Related, with a shared frontpage focused on recent posts, discussion (commenting) gets focused around the same few posts. If people’s reading gets spread out over more posts, they could make it harder for conversations to happen. Maybe that will be fine and is worth attention going to the best posts overall for people. Also I think we might be able to find another mechanisms of coordinating discussion. I like the idea of trying a combined post/​comment feed like Facebook/​Twitter[3] that will show user’s comments recently made by others when it’s on a post or by another user that someone is likely interested in[4]. Such a feed if used by many could allow discussion to spring up again on older posts too, which would be pretty cool.

I’ve had one team member comment that using personalized recommendations, they feel some different of feeling as an author because they don’t know when/​where/​for who their post will show up, unlike with the current system. I think this is true, but also doesn’t seem to stop people posting on Facebook or Twitter, so likely not a dealbreaker. I do like the idea of providing analytics to authors showing how many people were displayed a post, clicked on it, etc., possible serving as an escape valve to catch if the algorithm is doing something dumb.

Thoughts?

Please share anything you do/​don’t like from recommendations or any of the new frontpage tabs we’ve shipped. Especially great would be screenshots of your posts list with your reaction to them – lists of posts that are particularly great or terrible.

Also happy to get into thoughts about the general use of recommendations on LW in the comments here.
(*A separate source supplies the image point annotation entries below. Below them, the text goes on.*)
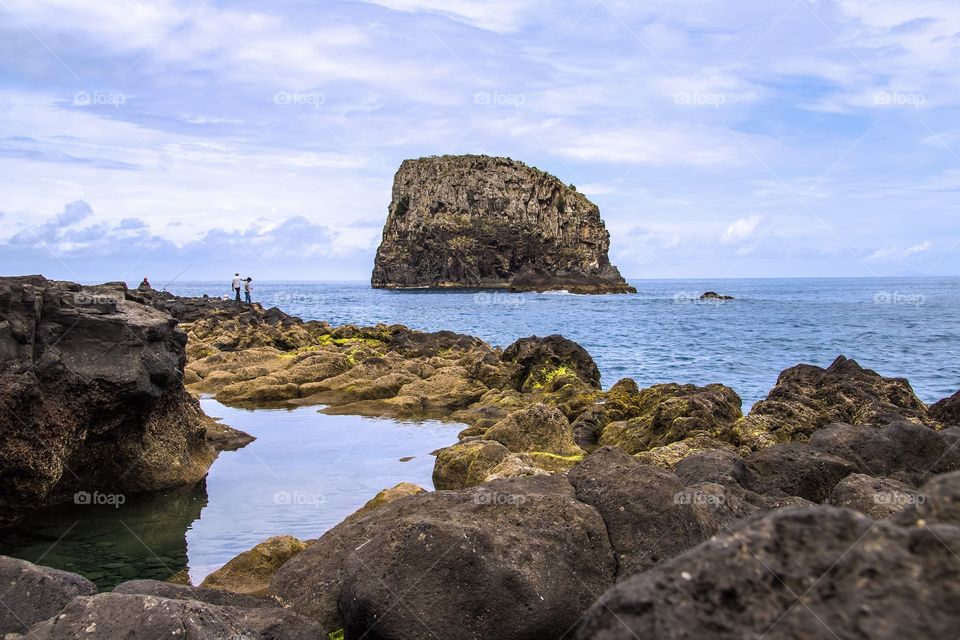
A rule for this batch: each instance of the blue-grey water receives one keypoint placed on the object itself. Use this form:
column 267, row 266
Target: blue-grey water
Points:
column 899, row 326
column 307, row 470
Cheers.

  1. ^

    This is mostly about enabling recommendations for logged-out users requiring some more technical work.

  2. ^

    Since the dawn of LessWrong 2.0, posts on the frontpage have been sorted according to the HackerNews algorithm:

    Each posts is assigned a score that’s a function of how much karma it was and how it old is, with posts discounted over time. In the last few years, we’ve enabled customization by allowing users to manually boost or penalize the karma of posts in this algorithm based on tag. The site has default tag modifiers to boost Rationality and World Modeling content (introduced when it seemed like AI content was going to eat everything).

  3. ^

    We have Recent Discussion which is a pure chronological feed of posting and commenting activity that I find its a bit too much of a firehose with lots of low-interest stuff, so I don’t look at it much.

  4. ^

    Since trying out the “subscribe to user’s comments” feature that we shipped recently, I’ve found this to be an interesting way to discover posts to read. I’m motivated to read things people I like are discussing.

  5. ^

    For now, the tabs are only visible to logged-in users, though the frontpage redesign has been rolled out to everyone. Logged-out users see the contents of the “Latest” tab (which is what the previous frontpage showed under the “Latest Posts” section).